Un atelier de partage consacré à la recertification des bénéficiaires des bourses de sécurité familiale s’est tenu afin d’améliorer le ciblage et l’efficacité du programme. Les autorités sénégalaises, appuyées par leurs partenaires techniques et financiers, ont réaffirmé leur engagement en faveur d’une protection sociale plus équitable et durable.

En prélude à cet atelier, le délégué général à la Protection sociale et à la Solidarité nationale, Matar Sène, a rappelé le caractère stratégique du programme des bourses de sécurité familiale. Il a souligné que la protection sociale figure parmi les priorités majeures des nouvelles autorités, conformément aux orientations du Référentiel Sénégal 2050.

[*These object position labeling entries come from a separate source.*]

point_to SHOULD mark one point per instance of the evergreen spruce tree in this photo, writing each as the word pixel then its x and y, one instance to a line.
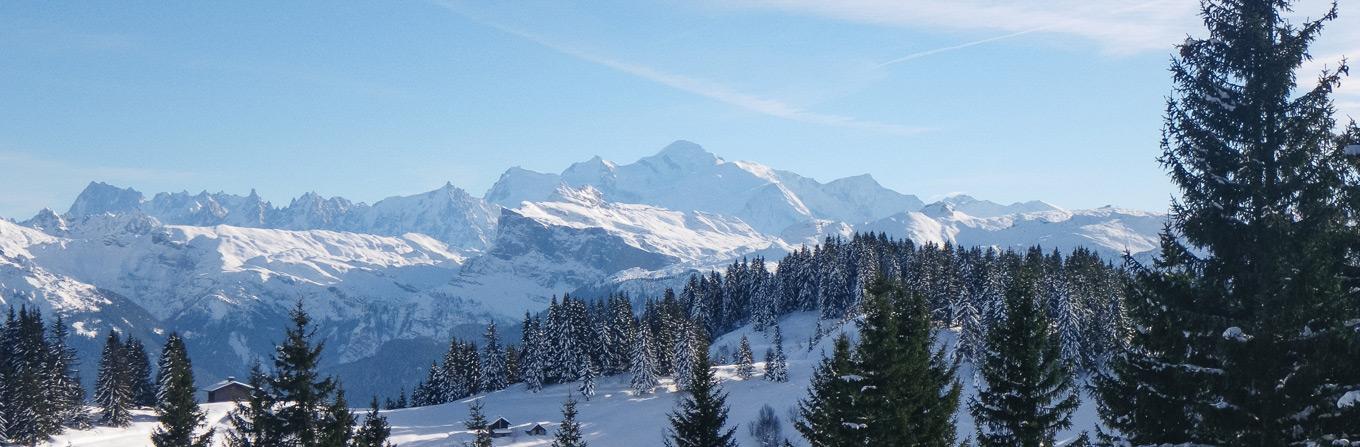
pixel 513 366
pixel 139 374
pixel 64 379
pixel 336 424
pixel 294 405
pixel 177 408
pixel 1030 393
pixel 971 333
pixel 7 390
pixel 295 381
pixel 702 416
pixel 533 356
pixel 430 391
pixel 253 421
pixel 684 356
pixel 643 368
pixel 830 416
pixel 476 423
pixel 910 393
pixel 113 389
pixel 588 382
pixel 745 360
pixel 569 434
pixel 494 375
pixel 1245 326
pixel 31 412
pixel 374 431
pixel 777 364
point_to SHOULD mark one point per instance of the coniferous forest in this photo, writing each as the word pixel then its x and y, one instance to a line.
pixel 1243 329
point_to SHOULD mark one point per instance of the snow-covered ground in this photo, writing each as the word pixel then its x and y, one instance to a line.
pixel 615 416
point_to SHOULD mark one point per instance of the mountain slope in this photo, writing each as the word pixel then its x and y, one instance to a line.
pixel 446 213
pixel 684 177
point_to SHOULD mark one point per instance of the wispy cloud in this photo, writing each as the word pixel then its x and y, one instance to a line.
pixel 702 87
pixel 951 48
pixel 1115 25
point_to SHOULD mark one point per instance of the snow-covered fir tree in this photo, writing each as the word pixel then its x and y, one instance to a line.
pixel 113 387
pixel 830 416
pixel 476 423
pixel 588 378
pixel 63 379
pixel 1028 393
pixel 777 364
pixel 910 391
pixel 745 359
pixel 177 409
pixel 643 368
pixel 494 375
pixel 139 372
pixel 532 358
pixel 1245 328
pixel 374 431
pixel 683 356
pixel 701 419
pixel 569 434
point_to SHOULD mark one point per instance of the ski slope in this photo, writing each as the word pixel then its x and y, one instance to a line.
pixel 615 416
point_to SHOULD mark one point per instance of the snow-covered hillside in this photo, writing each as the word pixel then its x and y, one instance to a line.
pixel 1110 231
pixel 615 416
pixel 412 271
pixel 448 213
pixel 684 177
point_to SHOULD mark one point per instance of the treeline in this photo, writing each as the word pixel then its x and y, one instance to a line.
pixel 40 382
pixel 578 341
pixel 41 393
pixel 293 405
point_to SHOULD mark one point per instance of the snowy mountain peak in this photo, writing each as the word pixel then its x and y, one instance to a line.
pixel 686 154
pixel 588 196
pixel 986 208
pixel 99 197
pixel 48 222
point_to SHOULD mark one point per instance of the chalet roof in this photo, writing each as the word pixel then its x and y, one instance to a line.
pixel 227 382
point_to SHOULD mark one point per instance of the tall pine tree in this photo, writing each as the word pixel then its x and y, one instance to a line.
pixel 777 364
pixel 830 416
pixel 910 391
pixel 139 374
pixel 494 372
pixel 113 386
pixel 1028 393
pixel 177 408
pixel 374 431
pixel 569 434
pixel 1246 322
pixel 702 417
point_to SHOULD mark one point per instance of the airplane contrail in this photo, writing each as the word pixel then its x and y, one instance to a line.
pixel 920 55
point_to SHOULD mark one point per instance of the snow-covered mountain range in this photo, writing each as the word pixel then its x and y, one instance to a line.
pixel 223 268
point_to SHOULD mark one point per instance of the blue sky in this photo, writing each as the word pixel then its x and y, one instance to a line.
pixel 1054 99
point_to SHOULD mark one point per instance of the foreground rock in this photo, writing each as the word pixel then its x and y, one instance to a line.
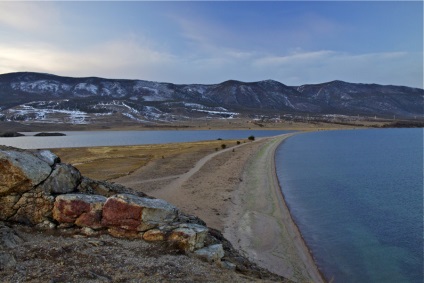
pixel 37 190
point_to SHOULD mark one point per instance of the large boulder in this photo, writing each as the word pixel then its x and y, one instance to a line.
pixel 33 207
pixel 20 171
pixel 189 237
pixel 81 210
pixel 137 213
pixel 64 179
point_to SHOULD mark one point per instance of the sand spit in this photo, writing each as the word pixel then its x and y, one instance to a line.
pixel 261 225
pixel 237 191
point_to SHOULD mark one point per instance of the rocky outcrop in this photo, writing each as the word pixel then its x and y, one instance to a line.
pixel 38 190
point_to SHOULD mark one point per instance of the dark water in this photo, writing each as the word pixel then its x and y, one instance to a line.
pixel 116 138
pixel 357 197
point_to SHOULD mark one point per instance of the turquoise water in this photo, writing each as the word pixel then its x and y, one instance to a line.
pixel 357 197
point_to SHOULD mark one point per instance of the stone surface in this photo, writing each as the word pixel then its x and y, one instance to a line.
pixel 189 237
pixel 137 213
pixel 8 237
pixel 83 210
pixel 154 235
pixel 64 179
pixel 227 265
pixel 33 207
pixel 6 204
pixel 20 171
pixel 212 253
pixel 47 156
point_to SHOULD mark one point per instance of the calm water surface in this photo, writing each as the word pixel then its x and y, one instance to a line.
pixel 357 197
pixel 115 138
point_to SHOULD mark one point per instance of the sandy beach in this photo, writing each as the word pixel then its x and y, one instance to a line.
pixel 235 190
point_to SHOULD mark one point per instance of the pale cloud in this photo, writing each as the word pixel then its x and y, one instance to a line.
pixel 119 58
pixel 398 68
pixel 29 16
pixel 136 58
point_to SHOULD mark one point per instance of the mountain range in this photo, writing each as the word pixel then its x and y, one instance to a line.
pixel 44 97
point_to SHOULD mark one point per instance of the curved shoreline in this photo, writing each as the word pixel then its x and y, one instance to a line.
pixel 315 273
pixel 261 225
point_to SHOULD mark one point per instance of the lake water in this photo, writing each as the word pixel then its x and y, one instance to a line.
pixel 357 197
pixel 116 138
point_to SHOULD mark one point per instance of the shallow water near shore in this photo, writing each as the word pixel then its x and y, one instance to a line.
pixel 358 201
pixel 122 138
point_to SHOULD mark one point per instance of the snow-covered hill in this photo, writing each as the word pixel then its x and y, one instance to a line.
pixel 50 98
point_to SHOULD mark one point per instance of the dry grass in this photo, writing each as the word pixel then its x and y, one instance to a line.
pixel 111 162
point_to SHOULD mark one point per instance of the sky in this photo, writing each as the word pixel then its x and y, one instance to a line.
pixel 293 42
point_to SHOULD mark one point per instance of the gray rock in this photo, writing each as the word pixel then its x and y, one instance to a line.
pixel 7 204
pixel 20 171
pixel 47 156
pixel 155 211
pixel 8 237
pixel 227 265
pixel 212 253
pixel 189 237
pixel 33 207
pixel 64 179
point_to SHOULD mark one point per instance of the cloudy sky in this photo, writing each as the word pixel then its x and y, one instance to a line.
pixel 210 42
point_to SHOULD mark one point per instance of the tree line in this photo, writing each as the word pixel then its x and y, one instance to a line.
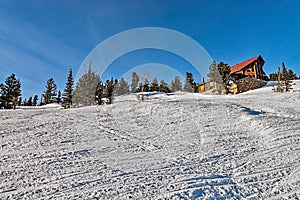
pixel 91 90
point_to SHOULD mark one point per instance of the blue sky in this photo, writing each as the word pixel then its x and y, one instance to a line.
pixel 43 39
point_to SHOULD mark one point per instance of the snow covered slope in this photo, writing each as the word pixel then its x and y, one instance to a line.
pixel 185 146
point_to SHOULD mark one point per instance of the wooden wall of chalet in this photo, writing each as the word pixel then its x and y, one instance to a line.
pixel 246 84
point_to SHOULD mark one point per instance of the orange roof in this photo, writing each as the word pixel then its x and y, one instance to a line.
pixel 244 64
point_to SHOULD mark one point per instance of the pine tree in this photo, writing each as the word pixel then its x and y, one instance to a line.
pixel 189 82
pixel 10 92
pixel 144 86
pixel 291 75
pixel 154 85
pixel 50 92
pixel 163 87
pixel 109 89
pixel 122 87
pixel 20 101
pixel 279 75
pixel 29 102
pixel 99 93
pixel 285 78
pixel 134 82
pixel 25 102
pixel 68 91
pixel 224 71
pixel 35 99
pixel 176 84
pixel 58 99
pixel 84 93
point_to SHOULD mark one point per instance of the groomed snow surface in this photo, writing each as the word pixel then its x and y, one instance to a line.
pixel 183 146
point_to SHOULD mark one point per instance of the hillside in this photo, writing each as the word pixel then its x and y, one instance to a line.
pixel 188 146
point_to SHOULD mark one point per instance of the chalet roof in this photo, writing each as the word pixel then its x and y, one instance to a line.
pixel 244 64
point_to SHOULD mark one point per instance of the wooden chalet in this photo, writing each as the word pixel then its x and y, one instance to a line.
pixel 252 67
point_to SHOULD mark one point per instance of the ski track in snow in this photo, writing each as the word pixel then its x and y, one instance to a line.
pixel 188 146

Selon lui, l’objectif central du programme est de contribuer à la construction d’une nation plus juste, à travers la réduction de la pauvreté et des inégalités sociales. Il a indiqué que l’extension du Registre national unique (RNU) à un million de ménages a permis l’enrôlement de près de 350 000 nouveaux ménages. Après une décennie de mise en œuvre, le programme est aujourd’hui devenu incontournable, avec plus de 355 000 familles bénéficiaires et un investissement annuel de l’État estimé à plus de 52,9 milliards de FCFA. Cette dynamique, a-t-il précisé, justifie la volonté des pouvoirs publics de renforcer le ciblage afin de garantir une répartition plus équitable des bourses au profit des couches les plus vulnérables.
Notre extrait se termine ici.